The new technology – which will also include augmented reality (AR) programs – is being developed at the Ford immersive Virtual Environment (FiVE) lab in Melbourne, which also allows the brand’s designers and engineers to inspect digital designs before putting them into production.
According to Ford, “enabling customers to try out different models at a time and place to suit them – and for as long as they want – VR could also mean customers have a much clearer idea of which car they want before they even step into a dealership”.
Car-makers could benefit greatly from the wide adoption of VR and AR technologies, as the tech would eliminate the need for customers to set foot in a physical showroom.
It would also be advantageous for the customer, who could browse the virtual dealership whenever suitable and experience a simulated test drive of the product, as well as cutting out the interaction with a salesperson.
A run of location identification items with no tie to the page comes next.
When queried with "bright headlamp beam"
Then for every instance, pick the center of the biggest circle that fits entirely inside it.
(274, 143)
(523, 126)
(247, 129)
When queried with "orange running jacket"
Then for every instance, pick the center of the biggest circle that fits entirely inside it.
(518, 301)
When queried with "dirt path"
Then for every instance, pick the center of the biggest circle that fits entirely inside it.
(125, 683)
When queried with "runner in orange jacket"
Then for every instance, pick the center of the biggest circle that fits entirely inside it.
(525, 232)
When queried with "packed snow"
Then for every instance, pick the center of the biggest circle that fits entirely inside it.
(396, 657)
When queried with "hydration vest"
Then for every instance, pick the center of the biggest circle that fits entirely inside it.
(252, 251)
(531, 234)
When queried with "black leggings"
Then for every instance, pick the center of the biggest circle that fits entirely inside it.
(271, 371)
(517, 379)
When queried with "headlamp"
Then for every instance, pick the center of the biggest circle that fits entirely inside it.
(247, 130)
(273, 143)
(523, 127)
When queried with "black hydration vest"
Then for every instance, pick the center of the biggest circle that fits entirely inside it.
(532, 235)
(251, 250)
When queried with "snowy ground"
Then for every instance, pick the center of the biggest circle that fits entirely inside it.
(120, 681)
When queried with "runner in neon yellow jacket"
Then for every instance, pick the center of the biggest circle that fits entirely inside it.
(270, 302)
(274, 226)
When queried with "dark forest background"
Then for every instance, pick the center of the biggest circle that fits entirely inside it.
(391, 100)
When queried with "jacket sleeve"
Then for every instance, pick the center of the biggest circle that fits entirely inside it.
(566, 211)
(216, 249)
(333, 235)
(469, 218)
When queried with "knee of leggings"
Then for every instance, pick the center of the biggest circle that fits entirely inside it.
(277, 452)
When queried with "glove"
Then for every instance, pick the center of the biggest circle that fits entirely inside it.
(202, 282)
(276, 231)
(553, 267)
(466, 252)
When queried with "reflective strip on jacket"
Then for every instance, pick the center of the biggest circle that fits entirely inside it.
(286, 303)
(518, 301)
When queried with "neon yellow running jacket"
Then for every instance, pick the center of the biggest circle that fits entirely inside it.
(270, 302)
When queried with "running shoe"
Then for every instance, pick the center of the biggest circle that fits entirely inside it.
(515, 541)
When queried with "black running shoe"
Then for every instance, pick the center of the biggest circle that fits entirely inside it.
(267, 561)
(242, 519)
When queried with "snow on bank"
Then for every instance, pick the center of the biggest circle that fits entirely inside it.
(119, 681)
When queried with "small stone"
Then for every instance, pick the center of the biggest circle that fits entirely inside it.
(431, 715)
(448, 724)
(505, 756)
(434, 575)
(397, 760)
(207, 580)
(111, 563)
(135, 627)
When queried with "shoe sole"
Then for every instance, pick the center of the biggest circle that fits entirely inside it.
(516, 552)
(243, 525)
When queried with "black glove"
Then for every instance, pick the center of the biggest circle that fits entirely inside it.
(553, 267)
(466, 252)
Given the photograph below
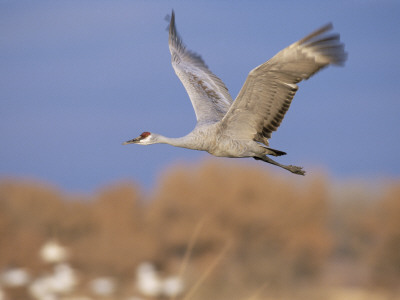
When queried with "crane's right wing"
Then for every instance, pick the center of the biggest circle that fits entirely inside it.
(269, 89)
(209, 95)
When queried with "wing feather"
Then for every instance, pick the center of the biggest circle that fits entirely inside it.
(269, 88)
(209, 96)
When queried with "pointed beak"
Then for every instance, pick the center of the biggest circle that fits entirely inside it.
(133, 141)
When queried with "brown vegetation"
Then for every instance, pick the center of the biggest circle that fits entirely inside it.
(281, 231)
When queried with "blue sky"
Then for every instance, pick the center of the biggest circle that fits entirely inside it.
(77, 78)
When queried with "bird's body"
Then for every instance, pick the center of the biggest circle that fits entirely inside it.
(241, 128)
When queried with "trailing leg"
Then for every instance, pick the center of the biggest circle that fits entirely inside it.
(293, 169)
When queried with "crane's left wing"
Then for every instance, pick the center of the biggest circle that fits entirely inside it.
(269, 89)
(209, 95)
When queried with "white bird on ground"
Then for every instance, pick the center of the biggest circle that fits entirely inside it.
(62, 281)
(15, 277)
(242, 128)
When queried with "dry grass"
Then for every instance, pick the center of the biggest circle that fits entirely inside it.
(283, 236)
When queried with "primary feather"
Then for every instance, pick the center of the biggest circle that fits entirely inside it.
(242, 128)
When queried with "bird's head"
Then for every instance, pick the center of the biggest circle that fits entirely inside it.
(146, 138)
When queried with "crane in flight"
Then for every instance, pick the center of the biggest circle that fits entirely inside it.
(242, 128)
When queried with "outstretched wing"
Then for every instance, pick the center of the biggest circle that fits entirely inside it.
(269, 89)
(209, 95)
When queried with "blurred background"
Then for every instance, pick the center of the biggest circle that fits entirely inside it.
(82, 217)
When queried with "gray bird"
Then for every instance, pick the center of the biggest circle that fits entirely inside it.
(242, 128)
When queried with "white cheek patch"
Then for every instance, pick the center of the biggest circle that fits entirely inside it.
(145, 140)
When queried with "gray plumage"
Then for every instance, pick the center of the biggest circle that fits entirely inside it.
(242, 128)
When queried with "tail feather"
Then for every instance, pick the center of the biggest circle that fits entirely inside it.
(293, 169)
(275, 152)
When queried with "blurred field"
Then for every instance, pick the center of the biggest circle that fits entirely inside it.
(285, 237)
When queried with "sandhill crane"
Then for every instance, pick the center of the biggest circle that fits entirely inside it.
(242, 128)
Many car manufacturers have toyed with the idea of providing a virtual showroom and digital car experience to customers including BMW, Mercedes-Benz, Toyota and Nissan, who all have videos uploaded to YouTube that allows a full 360-degree camera control.
Ford Motor Company global digital experience chief Jeffrey Nowak said the potential of the emerging technologies is limitless.
“It really is a blank canvas,” he said. “It is easy to imagine that someone who wants to buy an SUV could experience taking that car for a test drive over desert dunes without leaving the comfort of their home.
“Likewise, if you’re in the market for a city car you could be at home, relaxing in your PJs and fit in trying out the peak-time school run after you’ve put the kids to bed.”
Mr Nowak also said the simulations could be tailored to each individual requirement and the cars would be virtually specified to their desires.
“We envisage that one day a customer could identify the model they are interested in – from the colour, to the exact finish of their interior – and the time and place they would like to simulate,” he said. “That scenario could then be recreated on a bespoke basis.
“There really is no limit to the depth of detail. The possibilities are endless.”